While the idea never truly went away, it had a fresh beginning in the 1970s with a book by a man named Peter Marshall. Best known as the son of Catherine Marshall, who wrote the novel Christy, he was co-author of The Light and the Glory, the seminal work of “Providential History.”
I remember my mother reading this, although I never did. (Christy is a good book, though. The scene where a preacher grooms and rapes a teenage girl made it into my post on Doug Phillips.)
For homeschoolers of my age, however, Marshall may not be a household name. Another person took up the banner of historical revisionism and became the most familiar. That would be David Barton. In my previous post on Ted Cruz, I detailed just a few of his lies and fabrications. He is the foremost purveyor of the baloney that the United States is or was a “Christian” nation, established by God to be his kingdom on earth. And, as I noted in the previous post, he even helped write the Republican platform for 2012. Yikes.

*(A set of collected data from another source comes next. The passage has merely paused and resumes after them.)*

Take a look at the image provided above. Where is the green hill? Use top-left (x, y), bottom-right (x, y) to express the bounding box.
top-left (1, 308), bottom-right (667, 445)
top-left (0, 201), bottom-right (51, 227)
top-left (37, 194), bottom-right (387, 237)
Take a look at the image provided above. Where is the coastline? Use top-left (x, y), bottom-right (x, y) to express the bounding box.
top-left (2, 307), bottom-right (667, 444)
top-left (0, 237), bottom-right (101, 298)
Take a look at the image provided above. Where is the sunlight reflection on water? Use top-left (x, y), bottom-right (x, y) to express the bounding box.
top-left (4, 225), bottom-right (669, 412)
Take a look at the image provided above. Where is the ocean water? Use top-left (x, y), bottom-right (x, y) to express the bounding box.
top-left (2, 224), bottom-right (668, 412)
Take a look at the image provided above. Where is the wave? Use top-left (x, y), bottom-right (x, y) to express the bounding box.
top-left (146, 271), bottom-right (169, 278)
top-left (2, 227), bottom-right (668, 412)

Here is the basic idea of what Marshall and Barton teach: The United States has a special covenant with God. We are basically the “new Israel,” and were guided since our inception by divine providence. Later, however, we forsook our god (just like Israel) and all our problems are due to that. If we would just return to God, everything would be great again.
Does this sound familiar?
Pretty much any Evangelical should find this familiar, because it is the central myth of Christian Nationalism.
As I noted above, one HUGE problem with this is that it requires a staggering degree of historical denialism.
But there is another huge problem:
It requires the whitewashing of history.
I use that term in multiple senses.
The first is this: in order to believe that God directed and led the United States from its founding, one must believe that God apparently ordered some serious atrocities.